Ein neues Online-Rollenspiel macht sich auf, die Platzhirsche vom Thron zu schubsen. Dabei will es vor allem mit dem kostenlosen Zugang und einem Zweiklassensystem punkten. Ob die Taktik des Berliner Publishers Frogster aufgeht, haben wir in den Welten von Taborea in der Open Beta erforscht.

Runes of Magic will eine kostenlose Alternative darstellen.Runes of Magic will eine kostenlose Alternative darstellen.

Kostenlos = schlecht?!

Fällt in einem Gespräch einmal das Wort "World of Warcraft", mutiert es wahrscheinlich zur lebhaften Glaubensdiskussion. Die einen lieben Blizzards umfangreiches Online-Rollenspiel und nehmen die monatlichen Gebühren gerne in Kauf, die anderen sehen es als Kostenfalle und argumentieren lieber für kostenfreie Alternativen. Doch schaut man sich auf dem "Free for all"-Markt um, wird man zwar auf viele gute, aber nur selten wirklich gelungene Titel finden. Denn meist bleibt bei diesen Spielen ein Aspekt auf der Strecke - sei es die Charakterentwicklung, die Story oder der Quest-Aufbau. Diesem Phänomen will der Entwickler Runewaker mit seinem neuen Massive Multiplayer Online Roleplay Game (MMORPG) "Runes of Magic" Einhalt gebieten.

Spezialitems gibts nur gegen echtes Geld.Spezialitems gibts nur gegen echtes Geld.

Finanzspritze Itemshop

Um eins vorweg zu schicken: Der Download als auch die Nutzung von "Runes of Magic" sind zum jetzigen Zeitpunkt völlig kostenlos und werden es auch zum Release sein. Zudem verspricht der Entwickler die quartalsweise erscheinenden Updates ebenfalls entgeltlos zu vertreiben. Da aber auch Publisher Frogster weiß, dass man qualifizierte Programmierer und schnelle Server nicht gratis unterhalten kann, hat er sich den Itemshop einfallen lassen. In dem könnt ihr euch gegen Diamanten besondere Items wie spezielle Rüstungssets oder sonstige Bonis kaufen. Die dafür benötigten Diamanten bekommt ihr allerdings nur gegen echtes Geld.

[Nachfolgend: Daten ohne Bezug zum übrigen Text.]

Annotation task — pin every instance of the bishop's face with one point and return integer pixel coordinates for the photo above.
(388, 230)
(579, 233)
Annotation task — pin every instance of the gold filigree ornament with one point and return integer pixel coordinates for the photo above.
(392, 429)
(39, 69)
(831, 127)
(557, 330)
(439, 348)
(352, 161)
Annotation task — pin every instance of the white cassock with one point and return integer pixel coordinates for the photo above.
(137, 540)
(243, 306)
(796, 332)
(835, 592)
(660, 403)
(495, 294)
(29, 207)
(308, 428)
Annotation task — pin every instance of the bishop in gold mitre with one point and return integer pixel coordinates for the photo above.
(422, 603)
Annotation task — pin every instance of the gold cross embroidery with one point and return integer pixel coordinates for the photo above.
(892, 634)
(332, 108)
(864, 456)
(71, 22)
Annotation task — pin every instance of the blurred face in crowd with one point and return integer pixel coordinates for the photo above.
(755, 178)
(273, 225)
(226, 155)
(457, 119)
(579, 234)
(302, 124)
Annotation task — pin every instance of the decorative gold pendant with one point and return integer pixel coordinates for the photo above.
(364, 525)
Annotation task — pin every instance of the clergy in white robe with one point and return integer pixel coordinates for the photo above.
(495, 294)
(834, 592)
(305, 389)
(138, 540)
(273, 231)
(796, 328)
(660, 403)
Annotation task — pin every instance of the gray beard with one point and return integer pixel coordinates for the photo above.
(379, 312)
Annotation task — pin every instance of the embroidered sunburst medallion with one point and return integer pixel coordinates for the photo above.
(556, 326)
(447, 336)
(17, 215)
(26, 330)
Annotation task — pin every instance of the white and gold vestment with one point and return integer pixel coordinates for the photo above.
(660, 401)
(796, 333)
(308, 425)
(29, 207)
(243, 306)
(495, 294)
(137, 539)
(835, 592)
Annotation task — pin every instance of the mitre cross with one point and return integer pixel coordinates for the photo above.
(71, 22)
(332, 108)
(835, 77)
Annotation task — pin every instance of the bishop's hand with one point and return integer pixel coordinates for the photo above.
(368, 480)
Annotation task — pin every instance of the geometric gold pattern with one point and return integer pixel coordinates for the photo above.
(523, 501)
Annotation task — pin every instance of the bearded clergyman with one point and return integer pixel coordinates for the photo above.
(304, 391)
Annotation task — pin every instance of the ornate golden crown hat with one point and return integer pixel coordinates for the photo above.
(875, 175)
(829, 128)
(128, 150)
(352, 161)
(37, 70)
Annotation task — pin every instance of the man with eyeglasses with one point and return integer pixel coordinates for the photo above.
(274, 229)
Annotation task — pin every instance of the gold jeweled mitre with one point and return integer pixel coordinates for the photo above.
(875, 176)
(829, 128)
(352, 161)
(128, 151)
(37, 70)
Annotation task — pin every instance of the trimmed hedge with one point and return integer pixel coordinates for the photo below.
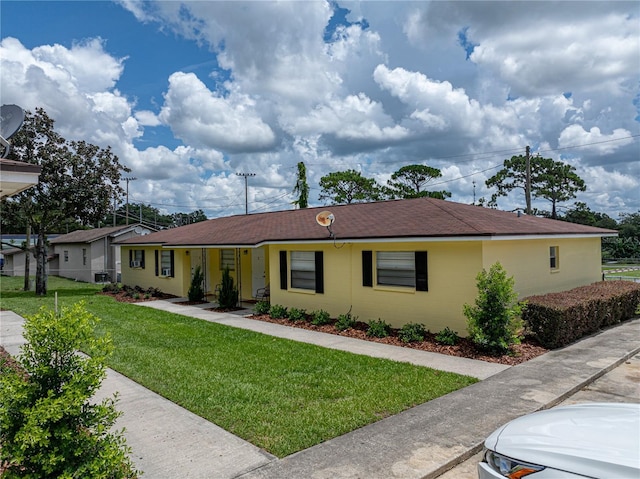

In der Open Beta konnten wir aber feststellen, dass es nicht zwingend notwendig ist, den Itemshop zu nutzen. Ein Beispiel: In einer Mission müssen wir herumlaufende Pilze einfangen, das geht mit dem Lasso, das wir vom Questgeber bekommen, etwas umständlich. Gegen einen Diamanten hätten wir auch ein goldenes Lasso kaufen können, welches das Einfangen erleichtert. Jeder Spieler kann also selbst entscheiden, ob er die Items braucht.